The Glasgow car-ramming incident and the attempted car bombings in London have featured heavily in the news recently, even more so because the alleged perpetrators have been identified as doctors, and further links to doctors and health professionals in the UK and Australia are being pursued.
These were deplorable acts, and serve no positive purpose.
I am not really interested in commenting on these events, because I think that it says little about the medical profession.
I am, however compelled to comment on this opinion article by Dr Tanveer Ahmed: The Rough Road from Carer to Killer
I'm sure that Tanveer is a smart guy. He certainly does his share for the AMA and Doctors in Training. I lost his point a little though.

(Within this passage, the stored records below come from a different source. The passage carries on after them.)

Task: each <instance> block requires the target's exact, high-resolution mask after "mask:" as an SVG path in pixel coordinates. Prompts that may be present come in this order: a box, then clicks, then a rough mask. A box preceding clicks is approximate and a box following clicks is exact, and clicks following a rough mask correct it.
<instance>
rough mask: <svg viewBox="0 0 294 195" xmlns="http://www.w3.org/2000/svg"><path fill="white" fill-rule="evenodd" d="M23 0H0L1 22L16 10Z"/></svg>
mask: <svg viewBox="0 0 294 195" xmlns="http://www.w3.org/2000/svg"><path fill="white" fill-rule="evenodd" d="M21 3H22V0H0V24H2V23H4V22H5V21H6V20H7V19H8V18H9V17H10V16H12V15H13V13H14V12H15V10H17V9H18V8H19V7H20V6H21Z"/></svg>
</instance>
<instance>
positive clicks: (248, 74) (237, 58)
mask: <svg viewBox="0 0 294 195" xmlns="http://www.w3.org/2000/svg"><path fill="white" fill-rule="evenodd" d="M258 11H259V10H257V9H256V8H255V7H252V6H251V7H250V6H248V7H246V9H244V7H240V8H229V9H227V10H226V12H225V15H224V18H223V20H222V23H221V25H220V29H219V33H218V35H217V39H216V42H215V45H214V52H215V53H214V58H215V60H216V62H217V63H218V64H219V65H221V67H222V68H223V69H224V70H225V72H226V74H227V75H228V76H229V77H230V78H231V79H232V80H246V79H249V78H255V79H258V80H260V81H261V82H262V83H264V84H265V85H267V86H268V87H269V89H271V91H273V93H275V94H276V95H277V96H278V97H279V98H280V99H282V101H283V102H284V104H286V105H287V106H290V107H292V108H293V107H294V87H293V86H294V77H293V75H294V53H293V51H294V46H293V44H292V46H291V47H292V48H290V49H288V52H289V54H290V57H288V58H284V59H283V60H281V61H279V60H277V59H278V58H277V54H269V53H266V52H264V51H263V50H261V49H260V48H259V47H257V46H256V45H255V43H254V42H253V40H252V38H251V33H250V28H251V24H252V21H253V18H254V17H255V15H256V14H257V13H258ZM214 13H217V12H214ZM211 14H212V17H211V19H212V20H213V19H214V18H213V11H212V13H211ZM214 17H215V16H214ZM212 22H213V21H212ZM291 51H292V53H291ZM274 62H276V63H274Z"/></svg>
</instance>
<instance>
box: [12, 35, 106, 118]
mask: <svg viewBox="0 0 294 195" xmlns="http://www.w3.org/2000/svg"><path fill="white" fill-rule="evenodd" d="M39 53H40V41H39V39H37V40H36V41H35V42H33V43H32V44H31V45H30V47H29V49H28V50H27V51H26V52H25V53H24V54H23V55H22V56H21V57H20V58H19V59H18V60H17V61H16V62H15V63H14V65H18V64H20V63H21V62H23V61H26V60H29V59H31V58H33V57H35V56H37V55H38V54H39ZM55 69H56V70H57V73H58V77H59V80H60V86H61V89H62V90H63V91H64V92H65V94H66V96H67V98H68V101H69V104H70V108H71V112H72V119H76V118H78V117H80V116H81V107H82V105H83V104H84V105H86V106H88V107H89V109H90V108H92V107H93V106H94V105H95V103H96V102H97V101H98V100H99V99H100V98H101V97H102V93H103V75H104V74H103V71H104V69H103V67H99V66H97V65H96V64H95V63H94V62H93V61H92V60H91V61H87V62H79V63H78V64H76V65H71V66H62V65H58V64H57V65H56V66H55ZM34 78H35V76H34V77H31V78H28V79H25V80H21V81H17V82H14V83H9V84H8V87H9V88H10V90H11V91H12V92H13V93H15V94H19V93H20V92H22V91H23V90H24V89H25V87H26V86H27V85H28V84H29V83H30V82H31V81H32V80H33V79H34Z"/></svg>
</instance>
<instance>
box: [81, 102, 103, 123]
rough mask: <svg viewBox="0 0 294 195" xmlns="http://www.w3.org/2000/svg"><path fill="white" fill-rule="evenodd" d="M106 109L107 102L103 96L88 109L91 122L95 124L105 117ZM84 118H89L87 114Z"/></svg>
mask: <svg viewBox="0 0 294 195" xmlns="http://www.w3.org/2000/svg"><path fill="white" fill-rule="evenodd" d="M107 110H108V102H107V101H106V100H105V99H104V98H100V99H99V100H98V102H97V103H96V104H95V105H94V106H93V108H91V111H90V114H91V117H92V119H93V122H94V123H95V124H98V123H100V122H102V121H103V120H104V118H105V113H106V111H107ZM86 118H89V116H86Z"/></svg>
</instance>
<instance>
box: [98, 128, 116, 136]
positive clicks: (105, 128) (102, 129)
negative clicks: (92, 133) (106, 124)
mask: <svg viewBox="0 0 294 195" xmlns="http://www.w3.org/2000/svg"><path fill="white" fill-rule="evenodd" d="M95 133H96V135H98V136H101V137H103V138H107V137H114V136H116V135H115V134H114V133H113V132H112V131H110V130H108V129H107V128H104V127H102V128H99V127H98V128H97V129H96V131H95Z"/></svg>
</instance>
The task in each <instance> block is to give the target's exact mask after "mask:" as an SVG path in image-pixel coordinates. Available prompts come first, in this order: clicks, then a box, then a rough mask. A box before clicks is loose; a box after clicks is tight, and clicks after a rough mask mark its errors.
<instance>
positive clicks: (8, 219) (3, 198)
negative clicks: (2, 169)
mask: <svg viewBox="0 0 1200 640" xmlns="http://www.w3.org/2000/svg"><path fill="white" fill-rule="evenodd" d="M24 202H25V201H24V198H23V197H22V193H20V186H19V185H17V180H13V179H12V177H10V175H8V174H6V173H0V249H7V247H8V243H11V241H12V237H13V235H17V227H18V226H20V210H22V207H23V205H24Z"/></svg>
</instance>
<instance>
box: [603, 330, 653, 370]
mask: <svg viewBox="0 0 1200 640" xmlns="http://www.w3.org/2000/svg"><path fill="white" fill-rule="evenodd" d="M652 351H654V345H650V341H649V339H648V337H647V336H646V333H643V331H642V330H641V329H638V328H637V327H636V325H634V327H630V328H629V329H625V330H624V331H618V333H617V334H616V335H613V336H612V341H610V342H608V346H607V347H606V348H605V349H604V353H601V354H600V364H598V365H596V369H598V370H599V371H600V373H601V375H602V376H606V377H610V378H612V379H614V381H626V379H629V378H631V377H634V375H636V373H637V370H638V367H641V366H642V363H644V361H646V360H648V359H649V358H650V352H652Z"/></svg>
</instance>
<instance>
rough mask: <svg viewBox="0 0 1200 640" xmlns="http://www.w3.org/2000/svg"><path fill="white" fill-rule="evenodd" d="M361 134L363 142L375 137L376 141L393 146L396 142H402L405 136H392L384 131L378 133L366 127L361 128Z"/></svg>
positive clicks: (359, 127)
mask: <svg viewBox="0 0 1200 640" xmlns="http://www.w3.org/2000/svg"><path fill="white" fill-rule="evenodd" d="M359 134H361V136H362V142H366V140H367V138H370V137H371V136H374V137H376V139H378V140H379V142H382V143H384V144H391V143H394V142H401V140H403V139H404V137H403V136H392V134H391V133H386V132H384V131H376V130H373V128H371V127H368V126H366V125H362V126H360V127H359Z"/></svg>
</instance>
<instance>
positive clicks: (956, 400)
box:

Is he saying that there is a concrete link between doctors and terrorists or not? Does being a doctor make you more likely to be a terrorist?
A few examples of radicalised doctors mean nothing to me. Every few months I get a newsletter from the Medical Board describing cases of doctors who have made various ethical errors. Does that mean that being a doctor makes you unethical?
I suspect that he has no intention of implying that doctors are more likely to become radicalised, or that radicals are more likely to be Islamic - but that is how his article comes across. I think his purpose was merely to point out the ironic juxtaposition of a healer being a killer, but that message is lost in the rest of the text. In reality, I think all that he does is reinforce a social stereotype that you might see in a bad Hollywood movie.
As far as I am concerned, doctors are just people. And sometimes people do bad things. There you go.